With the election, the weekend and Monday’s public holiday all out of the way, the political groups started meeting each other yesterday in a bid to make some sense of the numbers the electorate have handed to them.
No party has enough councillors to be able to take overall control.
The SNP are the largest single party with 13 members, Labour have 10, the Conservatives are on three and the Liberal Democrats have two, while Ian Borthwick remains the sole Independent on the 29-member council.
The Nationalists and the Lib Dems met yesterday morning for talks which new SNP group leader Ken Guild described as “amicable and constructive”, a view echoed by the Lib Dem leader Fraser Macpherson.
However, both men stressed that no deal had been done and that they would also be talking to other groups on the council.
While the SNP would prefer to be able to command enough votes for a majority, Mr Guild has said they will attempt to operate as a minority administration if that does not prove possible.
He said they intended talking to the Conservatives and Mr Borthwick, although it was again emphasised that there could be no formal coalition between the SNP and the Tories.

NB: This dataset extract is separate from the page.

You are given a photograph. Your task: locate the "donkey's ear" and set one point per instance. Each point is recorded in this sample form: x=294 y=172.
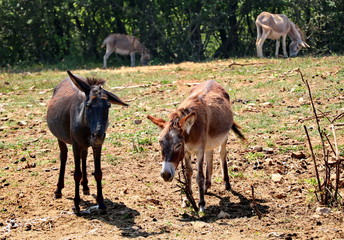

The Lib Dems also spoke with the Tories yesterday and Tory group leader Rod Wallace said they had discussed “issues in the interests of both groups and the city in general.”
Mr Wallace said there had not yet been any approaches to the Tories from either the SNP or Labour groups.
Talks last night between Lib Dem and Labour councillors were described by Mr Macpherson as positive.
He said it would be some time before any deal is agreed between the Lib Dems and another party and that a decision would have to wait for further talks with other groups.
A similar arrangement to that obtained in the last council, with Labour and the Lib Dems in coalition and supported by the Tories, would be sufficient for a majority, albeit by only one vote.
It is likely to take several days yet before it becomes clear who is going to form the new administration of the city council.